In their paper “Teaching and the Life History of Cultural Transmission in Fijian Villages,” Michelle Kline (UC Los Angeles), Robert Boyd (Arizona State U) and Joseph Henrich (U British Columbia) found, contrary to some claims, teaching is an element of social learning in small-scale societies, especially for high-skill and highly important tasks. Additionally, Fijians report parents teach children when they are young and other older individuals teach later as children develop, in accordance with theory.

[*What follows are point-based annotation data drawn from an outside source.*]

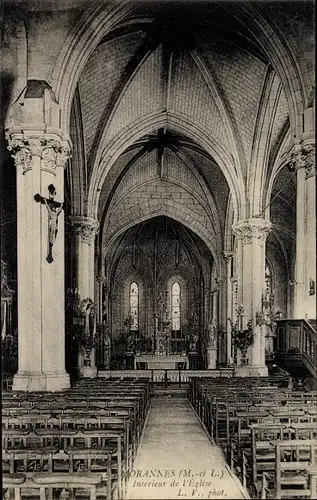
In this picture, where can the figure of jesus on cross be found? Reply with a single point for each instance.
(54, 208)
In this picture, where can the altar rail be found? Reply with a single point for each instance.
(166, 376)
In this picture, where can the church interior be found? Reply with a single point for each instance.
(158, 255)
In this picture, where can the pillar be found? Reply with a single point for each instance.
(251, 235)
(40, 159)
(302, 159)
(86, 229)
(229, 257)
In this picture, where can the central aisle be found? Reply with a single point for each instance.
(177, 460)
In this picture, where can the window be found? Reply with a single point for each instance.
(134, 306)
(176, 307)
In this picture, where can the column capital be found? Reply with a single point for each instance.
(252, 229)
(53, 151)
(85, 227)
(303, 156)
(101, 278)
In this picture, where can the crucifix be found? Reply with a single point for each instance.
(54, 208)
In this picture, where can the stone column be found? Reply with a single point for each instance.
(40, 159)
(229, 257)
(86, 229)
(251, 235)
(302, 159)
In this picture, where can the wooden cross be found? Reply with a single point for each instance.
(54, 208)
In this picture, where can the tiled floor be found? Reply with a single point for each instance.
(176, 459)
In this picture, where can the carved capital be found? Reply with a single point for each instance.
(21, 152)
(85, 227)
(249, 230)
(53, 152)
(303, 156)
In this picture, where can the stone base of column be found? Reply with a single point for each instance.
(88, 372)
(46, 382)
(250, 371)
(211, 358)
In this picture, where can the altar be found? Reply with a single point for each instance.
(161, 362)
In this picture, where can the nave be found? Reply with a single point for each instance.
(118, 438)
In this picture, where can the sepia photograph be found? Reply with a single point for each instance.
(158, 250)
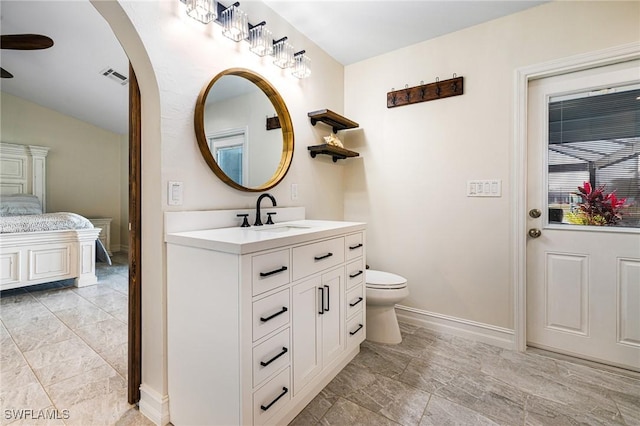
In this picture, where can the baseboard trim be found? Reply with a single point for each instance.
(472, 330)
(154, 406)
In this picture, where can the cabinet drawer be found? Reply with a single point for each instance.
(356, 329)
(270, 398)
(269, 271)
(316, 257)
(354, 245)
(271, 356)
(355, 273)
(355, 300)
(270, 313)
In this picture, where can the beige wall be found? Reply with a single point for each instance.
(410, 184)
(84, 168)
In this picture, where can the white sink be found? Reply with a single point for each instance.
(280, 228)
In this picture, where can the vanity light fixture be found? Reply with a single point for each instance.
(282, 53)
(235, 23)
(261, 40)
(301, 65)
(204, 11)
(236, 26)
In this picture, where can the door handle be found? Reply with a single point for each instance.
(534, 232)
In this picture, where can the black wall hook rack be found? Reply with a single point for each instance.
(426, 92)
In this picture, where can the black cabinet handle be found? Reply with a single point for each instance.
(282, 311)
(356, 274)
(356, 330)
(323, 257)
(275, 271)
(284, 351)
(356, 302)
(328, 298)
(284, 392)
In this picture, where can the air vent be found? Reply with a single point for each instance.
(115, 76)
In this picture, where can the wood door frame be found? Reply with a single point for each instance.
(523, 75)
(135, 240)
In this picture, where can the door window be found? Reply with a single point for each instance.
(594, 158)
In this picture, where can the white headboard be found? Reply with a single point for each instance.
(23, 170)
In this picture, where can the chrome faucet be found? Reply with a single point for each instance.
(273, 200)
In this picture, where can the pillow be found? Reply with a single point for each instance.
(19, 204)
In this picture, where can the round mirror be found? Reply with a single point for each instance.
(244, 130)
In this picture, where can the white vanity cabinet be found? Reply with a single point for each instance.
(258, 320)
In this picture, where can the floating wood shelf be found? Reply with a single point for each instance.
(335, 120)
(334, 151)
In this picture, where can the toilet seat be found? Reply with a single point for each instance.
(384, 280)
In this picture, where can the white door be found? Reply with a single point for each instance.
(583, 280)
(307, 331)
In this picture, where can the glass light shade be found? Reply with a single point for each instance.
(204, 11)
(261, 40)
(283, 54)
(301, 66)
(235, 24)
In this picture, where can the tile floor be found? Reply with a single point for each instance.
(63, 352)
(438, 379)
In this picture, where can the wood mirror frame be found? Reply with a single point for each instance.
(285, 123)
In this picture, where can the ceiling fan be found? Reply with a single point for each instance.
(23, 42)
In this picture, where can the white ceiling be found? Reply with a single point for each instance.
(353, 30)
(67, 76)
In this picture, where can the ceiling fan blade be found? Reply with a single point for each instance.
(25, 42)
(5, 74)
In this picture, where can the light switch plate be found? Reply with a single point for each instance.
(174, 193)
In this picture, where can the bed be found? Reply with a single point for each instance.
(32, 250)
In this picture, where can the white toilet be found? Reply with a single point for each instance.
(384, 290)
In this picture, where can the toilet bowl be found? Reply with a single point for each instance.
(384, 290)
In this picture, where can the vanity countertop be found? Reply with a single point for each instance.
(239, 240)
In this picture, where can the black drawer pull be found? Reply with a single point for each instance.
(284, 351)
(284, 309)
(284, 392)
(323, 257)
(275, 271)
(328, 298)
(356, 330)
(356, 302)
(356, 274)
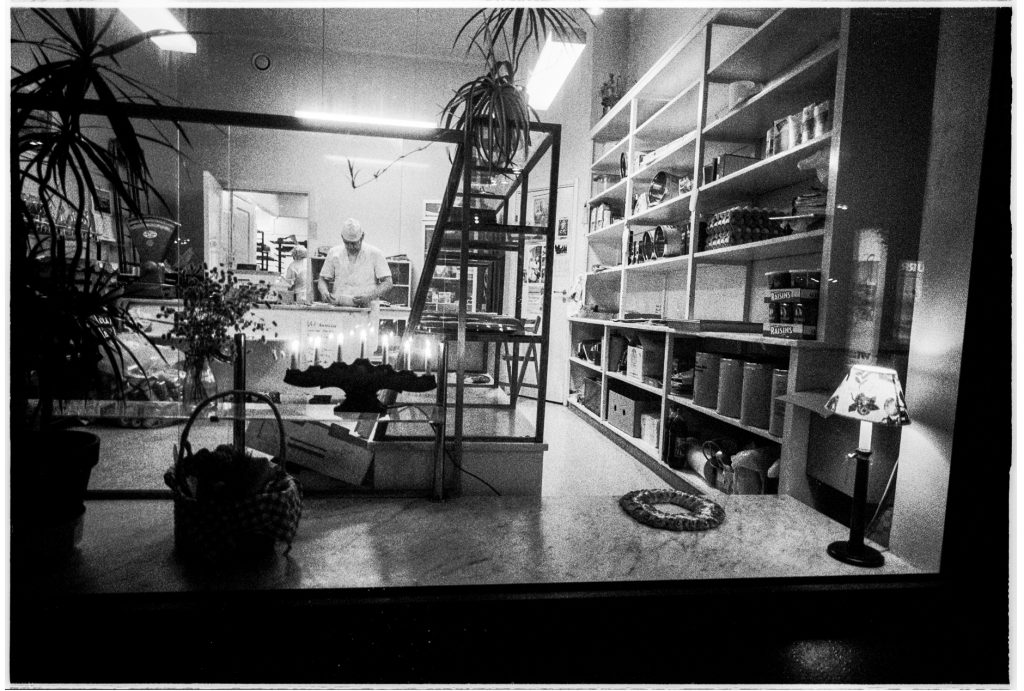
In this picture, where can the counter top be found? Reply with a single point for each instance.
(353, 542)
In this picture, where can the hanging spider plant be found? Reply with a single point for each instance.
(497, 111)
(494, 105)
(65, 306)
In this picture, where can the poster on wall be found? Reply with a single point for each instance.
(562, 238)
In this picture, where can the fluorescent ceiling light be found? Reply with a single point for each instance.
(153, 18)
(366, 120)
(553, 67)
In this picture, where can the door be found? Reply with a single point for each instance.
(212, 202)
(566, 224)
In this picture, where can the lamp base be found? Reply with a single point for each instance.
(862, 556)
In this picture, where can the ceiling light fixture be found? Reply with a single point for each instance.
(553, 67)
(366, 120)
(153, 18)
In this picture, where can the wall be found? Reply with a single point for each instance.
(963, 75)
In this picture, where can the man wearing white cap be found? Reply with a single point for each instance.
(358, 269)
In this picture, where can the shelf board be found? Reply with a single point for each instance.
(585, 363)
(673, 119)
(636, 383)
(667, 212)
(783, 39)
(614, 193)
(677, 159)
(812, 80)
(688, 402)
(609, 233)
(809, 400)
(787, 246)
(611, 270)
(608, 162)
(660, 265)
(588, 319)
(773, 173)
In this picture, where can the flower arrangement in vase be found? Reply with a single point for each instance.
(215, 307)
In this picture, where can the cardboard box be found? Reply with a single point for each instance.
(650, 428)
(625, 413)
(644, 361)
(326, 447)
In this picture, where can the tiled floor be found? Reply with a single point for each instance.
(581, 462)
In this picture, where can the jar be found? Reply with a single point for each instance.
(822, 119)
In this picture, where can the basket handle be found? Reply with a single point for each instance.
(225, 394)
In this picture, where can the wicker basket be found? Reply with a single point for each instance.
(216, 529)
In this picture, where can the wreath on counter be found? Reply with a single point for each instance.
(702, 514)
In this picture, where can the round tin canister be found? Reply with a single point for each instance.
(730, 386)
(777, 279)
(706, 370)
(778, 381)
(755, 404)
(806, 312)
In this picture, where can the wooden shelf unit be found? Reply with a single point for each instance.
(680, 109)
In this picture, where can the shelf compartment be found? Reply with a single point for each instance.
(585, 363)
(636, 383)
(675, 210)
(607, 163)
(609, 233)
(671, 120)
(665, 265)
(712, 413)
(613, 195)
(811, 81)
(787, 246)
(678, 159)
(767, 175)
(783, 39)
(615, 123)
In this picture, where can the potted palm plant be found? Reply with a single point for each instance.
(65, 310)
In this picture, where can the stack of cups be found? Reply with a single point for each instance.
(730, 386)
(706, 371)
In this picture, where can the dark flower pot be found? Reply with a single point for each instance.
(49, 476)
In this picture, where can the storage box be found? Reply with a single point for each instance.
(625, 413)
(650, 428)
(326, 447)
(645, 361)
(591, 398)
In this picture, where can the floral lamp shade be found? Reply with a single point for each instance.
(870, 394)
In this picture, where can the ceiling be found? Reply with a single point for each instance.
(411, 31)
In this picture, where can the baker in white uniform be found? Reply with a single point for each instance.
(359, 271)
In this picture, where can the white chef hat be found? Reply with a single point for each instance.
(351, 230)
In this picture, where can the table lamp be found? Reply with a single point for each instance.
(873, 396)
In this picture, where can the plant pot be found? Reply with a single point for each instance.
(49, 476)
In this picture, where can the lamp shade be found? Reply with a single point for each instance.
(870, 394)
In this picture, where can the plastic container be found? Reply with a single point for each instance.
(730, 386)
(779, 378)
(756, 402)
(706, 371)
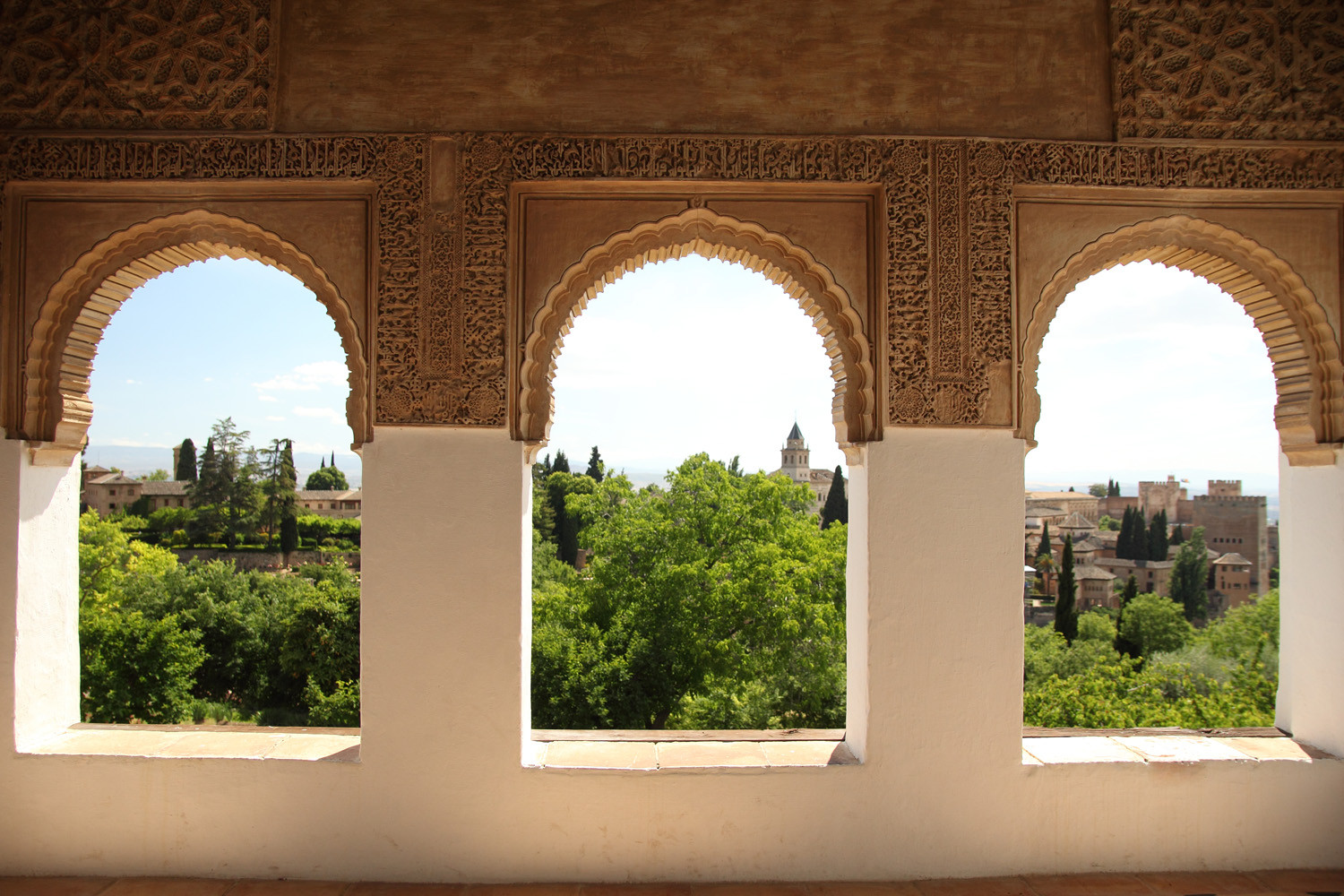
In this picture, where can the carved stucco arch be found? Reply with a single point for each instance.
(56, 410)
(1309, 411)
(701, 231)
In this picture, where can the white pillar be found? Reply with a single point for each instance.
(39, 594)
(441, 622)
(1311, 530)
(945, 645)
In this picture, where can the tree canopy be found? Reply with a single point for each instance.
(715, 602)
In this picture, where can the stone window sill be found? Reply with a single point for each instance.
(1164, 748)
(204, 742)
(687, 750)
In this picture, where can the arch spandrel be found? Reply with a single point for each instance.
(1303, 347)
(712, 236)
(64, 343)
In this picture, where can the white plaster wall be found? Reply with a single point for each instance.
(1311, 685)
(440, 793)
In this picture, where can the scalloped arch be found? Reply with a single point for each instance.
(1309, 413)
(61, 351)
(712, 236)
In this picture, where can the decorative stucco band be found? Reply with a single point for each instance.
(61, 351)
(443, 236)
(714, 236)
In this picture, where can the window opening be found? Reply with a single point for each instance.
(682, 576)
(1137, 500)
(212, 594)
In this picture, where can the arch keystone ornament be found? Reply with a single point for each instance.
(702, 231)
(1303, 349)
(61, 351)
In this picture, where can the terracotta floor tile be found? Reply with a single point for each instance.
(54, 885)
(524, 890)
(900, 888)
(1308, 882)
(808, 753)
(207, 745)
(167, 887)
(1179, 748)
(1086, 885)
(312, 747)
(710, 755)
(1274, 748)
(752, 890)
(976, 887)
(406, 890)
(289, 888)
(1182, 883)
(601, 754)
(1085, 748)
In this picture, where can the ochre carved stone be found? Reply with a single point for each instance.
(163, 65)
(441, 265)
(1244, 69)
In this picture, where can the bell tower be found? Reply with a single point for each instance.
(795, 457)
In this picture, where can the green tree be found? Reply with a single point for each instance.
(1066, 606)
(1158, 536)
(836, 509)
(1190, 576)
(327, 478)
(279, 487)
(1155, 625)
(596, 466)
(559, 487)
(1123, 643)
(185, 470)
(134, 668)
(715, 600)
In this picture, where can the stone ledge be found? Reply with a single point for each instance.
(664, 755)
(1164, 748)
(220, 743)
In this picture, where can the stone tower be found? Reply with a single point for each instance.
(795, 457)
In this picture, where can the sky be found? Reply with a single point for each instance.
(218, 339)
(1145, 373)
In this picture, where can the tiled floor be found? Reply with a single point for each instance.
(1262, 883)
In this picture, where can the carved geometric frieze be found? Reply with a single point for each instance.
(161, 65)
(443, 223)
(1242, 69)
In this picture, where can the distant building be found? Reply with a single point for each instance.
(795, 462)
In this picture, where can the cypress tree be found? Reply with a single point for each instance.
(836, 508)
(594, 466)
(185, 470)
(1158, 538)
(1066, 605)
(1190, 576)
(1123, 643)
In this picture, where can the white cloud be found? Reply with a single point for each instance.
(322, 413)
(306, 378)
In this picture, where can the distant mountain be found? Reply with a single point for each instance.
(142, 461)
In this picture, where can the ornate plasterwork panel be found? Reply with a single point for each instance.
(161, 65)
(1244, 69)
(443, 236)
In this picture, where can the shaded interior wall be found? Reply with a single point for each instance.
(991, 67)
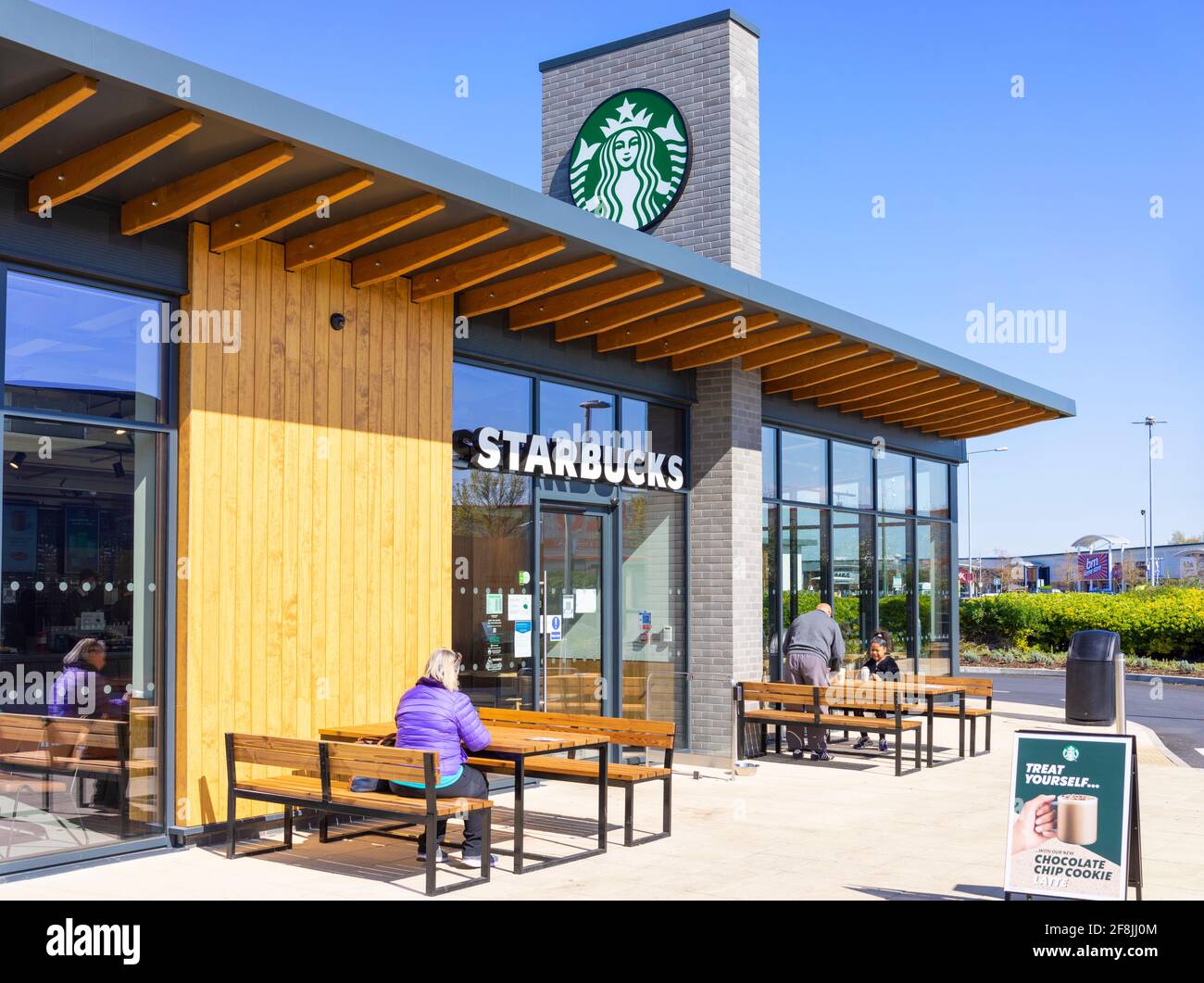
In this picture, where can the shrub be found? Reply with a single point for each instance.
(1166, 621)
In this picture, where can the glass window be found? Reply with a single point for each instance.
(650, 425)
(769, 462)
(931, 488)
(488, 397)
(653, 630)
(82, 626)
(805, 550)
(771, 665)
(579, 414)
(853, 580)
(492, 550)
(853, 482)
(934, 561)
(80, 349)
(803, 468)
(895, 585)
(895, 484)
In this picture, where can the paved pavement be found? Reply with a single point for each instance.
(1174, 712)
(795, 830)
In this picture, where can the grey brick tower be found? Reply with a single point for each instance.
(709, 67)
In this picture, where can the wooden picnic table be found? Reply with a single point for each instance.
(513, 743)
(928, 691)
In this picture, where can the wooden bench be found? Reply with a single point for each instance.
(976, 687)
(70, 747)
(774, 698)
(318, 777)
(618, 730)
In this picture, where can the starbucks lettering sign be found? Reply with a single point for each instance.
(631, 159)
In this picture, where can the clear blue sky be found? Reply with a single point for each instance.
(1031, 204)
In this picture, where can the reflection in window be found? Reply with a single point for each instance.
(853, 485)
(574, 413)
(895, 583)
(803, 468)
(82, 622)
(488, 397)
(80, 349)
(653, 628)
(931, 488)
(895, 484)
(934, 561)
(492, 542)
(853, 580)
(769, 462)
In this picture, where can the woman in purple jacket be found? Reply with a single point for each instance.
(436, 715)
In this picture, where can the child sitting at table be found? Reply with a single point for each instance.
(880, 666)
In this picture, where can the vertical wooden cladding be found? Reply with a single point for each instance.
(314, 506)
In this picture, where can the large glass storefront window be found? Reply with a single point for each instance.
(651, 633)
(853, 580)
(895, 590)
(81, 571)
(878, 570)
(932, 545)
(609, 565)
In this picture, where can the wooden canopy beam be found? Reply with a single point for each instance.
(851, 381)
(932, 397)
(984, 413)
(181, 196)
(920, 389)
(829, 372)
(734, 348)
(955, 410)
(651, 329)
(811, 360)
(880, 387)
(617, 315)
(398, 260)
(703, 336)
(335, 241)
(995, 428)
(469, 272)
(809, 344)
(494, 296)
(561, 306)
(93, 168)
(265, 218)
(29, 115)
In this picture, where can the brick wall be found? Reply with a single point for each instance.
(710, 73)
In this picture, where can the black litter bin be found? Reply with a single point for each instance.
(1091, 677)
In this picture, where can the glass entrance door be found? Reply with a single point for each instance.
(574, 546)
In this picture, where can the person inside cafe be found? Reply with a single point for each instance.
(436, 715)
(813, 647)
(879, 665)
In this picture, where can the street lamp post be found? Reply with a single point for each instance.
(970, 512)
(1148, 423)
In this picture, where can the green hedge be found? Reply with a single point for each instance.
(1168, 621)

Finally, in “Children’s Strategic Learning and the ‘Vertical Default Hypothesis’”, Adam H Boyette (WSUV) also shows evidence teaching occurs during children’s daily social learning but, based on observations of Aka hunter-gatherer and Ngandu farmer children in the Central African Republic, observational learning is more frequent, often many-to-one, and teaching is more common among farmers than hunter-gatherers, indicating a role for culture in structuring transmission processes.

In EAS business, two awards were given for outstanding presentations by EAS members. Aaron D Blackwell received the Young Researcher Award for his elegant research on immune trade-offs among the Tsimane, co-authored with Hillard Kaplan (UNM), Ivan Maldonado Suarez (Proyecto Salud y Anthropologia Tsimane), Jonathan Stieglitz (UNM) and Michael Gurven (UCSB). Adam H Boyette received the Student Presentation Award for his paper on children’s social learning. EAS President Frank Marlowe reports total membership has increased from past years to 302 current members. Additionally, Human Nature Editor Jane Lancaster reports the journal, a traditionally important venue for EAS member research, continues to grow in readership, maintain high rankings, and has been accepted for listing by PubMed.

In a final note, I assumed the role of interim contributing editor for 2013 during Siobhán Mattison’s hiatus. EAS members are encouraged to contact me if interested in writing a Section News column. I look forward to hearing from you.

Adam Howell Boyette conducts research on the role of childhood in human adaptation in the southwestern Central African Republic. He is interested in how social learning and child development influence cultural transmission. He is currently a PhD candidate at Washington State University, Vancouver.